The case against Maugham, as it was prosecuted by the post-war literary critical consensus, rested on several charges. His prose, it was argued, was too clear — that is, it lacked the textural density and deliberate difficulty that literary seriousness seemed to require. His plots were too neat. His characters, with some exceptions, were too legible, too organised around the purposes the novel needed them to serve. He was, in essence, too good at being read, and in a critical climate that had absorbed the lesson of modernism — that difficulty was a sign of seriousness, that accessibility was a form of pandering — being too readable was a genuine liability.
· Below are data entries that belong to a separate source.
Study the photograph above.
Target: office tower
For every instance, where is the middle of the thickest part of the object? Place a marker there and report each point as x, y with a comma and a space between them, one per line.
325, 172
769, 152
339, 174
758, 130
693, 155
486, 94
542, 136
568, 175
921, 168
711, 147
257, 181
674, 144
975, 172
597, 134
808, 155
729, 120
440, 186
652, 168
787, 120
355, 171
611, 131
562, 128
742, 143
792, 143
The charges contain some truth. Maugham was not a stylist in the way that Henry James or Virginia Woolf were stylists; he did not make the sentence itself the unit of literary meaning, did not ask the reader to dwell in the texture of language for its own sake. His is a prose of transparency, of efficiency, of extraordinary clarity about what it is doing and why. But the charges also mistake the nature of his achievement, which was precisely to make the difficult things appear simple — to write about the most painful and humiliating aspects of human experience in a language so lucid that the reader has no defences against it. Mildred Rogers is not a modernist character; she does not require a new grammar to be understood. She requires only honesty, which turns out to be far rarer and far harder than difficulty.
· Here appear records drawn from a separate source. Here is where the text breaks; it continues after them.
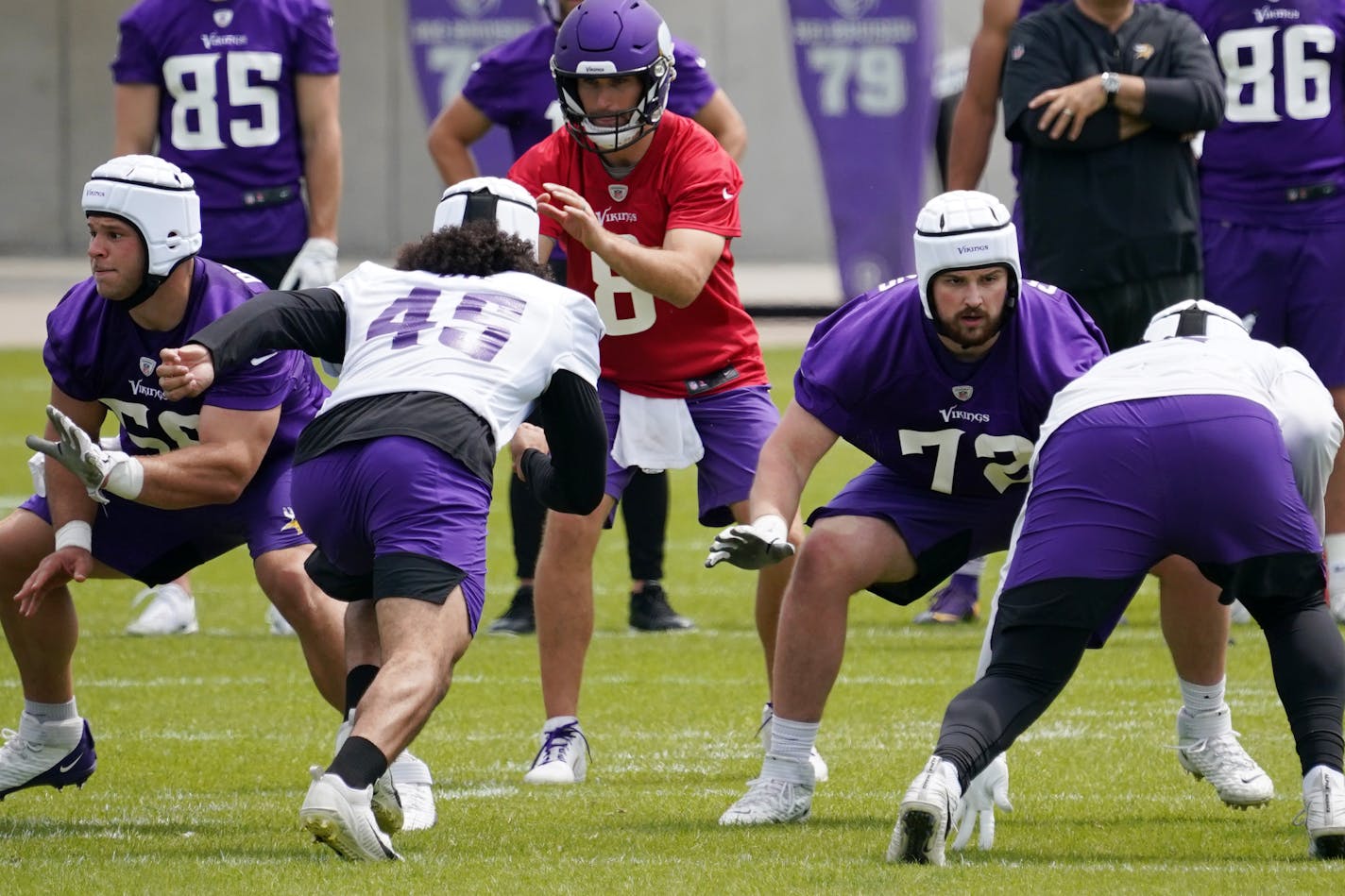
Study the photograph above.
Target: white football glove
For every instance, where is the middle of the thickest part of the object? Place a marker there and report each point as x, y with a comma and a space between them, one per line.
761, 544
315, 265
985, 792
85, 458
Of Human Bondage has outlasted almost everything that its first critical reception produced — has outlasted the novels that were considered more serious, more significant, more formally ambitious. It has done so because it addresses, with a completeness that has not been bettered, a question that does not date: the question of why intelligent people destroy themselves in the pursuit of things that will not make them happy, and what it feels like from the inside, and whether there is any way out.
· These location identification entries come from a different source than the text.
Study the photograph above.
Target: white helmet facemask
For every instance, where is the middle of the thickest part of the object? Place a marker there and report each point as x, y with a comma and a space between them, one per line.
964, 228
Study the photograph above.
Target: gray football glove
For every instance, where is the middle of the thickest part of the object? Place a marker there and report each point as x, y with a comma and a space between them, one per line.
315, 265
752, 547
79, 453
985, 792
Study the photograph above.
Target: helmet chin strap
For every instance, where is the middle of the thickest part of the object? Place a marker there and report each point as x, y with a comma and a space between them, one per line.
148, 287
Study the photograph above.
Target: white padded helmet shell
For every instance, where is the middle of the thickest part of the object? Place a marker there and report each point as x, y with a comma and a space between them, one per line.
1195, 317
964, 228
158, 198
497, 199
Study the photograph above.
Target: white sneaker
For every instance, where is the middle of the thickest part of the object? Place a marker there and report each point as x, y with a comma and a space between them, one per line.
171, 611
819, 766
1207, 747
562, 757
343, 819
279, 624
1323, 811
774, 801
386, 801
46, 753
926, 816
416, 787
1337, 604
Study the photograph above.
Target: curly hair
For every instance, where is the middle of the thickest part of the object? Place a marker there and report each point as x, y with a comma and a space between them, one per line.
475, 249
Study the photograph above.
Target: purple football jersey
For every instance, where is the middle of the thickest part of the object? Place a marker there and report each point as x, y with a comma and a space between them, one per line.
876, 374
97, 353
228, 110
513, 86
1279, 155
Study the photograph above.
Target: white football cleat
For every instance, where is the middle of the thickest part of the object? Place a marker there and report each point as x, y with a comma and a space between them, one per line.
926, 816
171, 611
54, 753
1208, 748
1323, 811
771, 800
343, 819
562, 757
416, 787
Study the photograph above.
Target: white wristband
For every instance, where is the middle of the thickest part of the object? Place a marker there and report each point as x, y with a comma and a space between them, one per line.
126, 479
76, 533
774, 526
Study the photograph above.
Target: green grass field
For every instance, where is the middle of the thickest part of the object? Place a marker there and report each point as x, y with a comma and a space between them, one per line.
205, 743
Maugham said, late in his life, that he had no illusions about his place in literary history — that he was, at best, in the first rank of the second rate. It was a remark made in his characteristically self-deflating tone, the tone of a man who had learned, like his own protagonist, to protect himself from disappointment by anticipating it. But the remark is wrong, or at least wrong about Of Human Bondage, which is not a second-rate novel by any honest measure. It is a book that does what the greatest novels do: it expands the reader’s capacity for self-understanding, which is to say their capacity for compassion — for Philip, for Mildred, for the whole cast of people trying and failing and occasionally, briefly, succeeding at the business of being alive.
Philip Carey limps through more than seven hundred pages, learning, at enormous cost, to be free. The limp is Maugham’s stammer, transposed. The freedom, when it comes, is not transcendence but acceptance — not the life he imagined but the life available to him, received at last without resentment or illusion. It is a modest ending for an immodest novel. It is also, in its modesty, one of the most truthful endings in English fiction.
Of Human Bondage (1915) by W. Somerset Maugham is published by numerous houses and has never been out of print. The novel was adapted for film three times, most notably in 1934, with Leslie Howard as Philip Carey and Bette Davis in the performance widely considered the making of her career.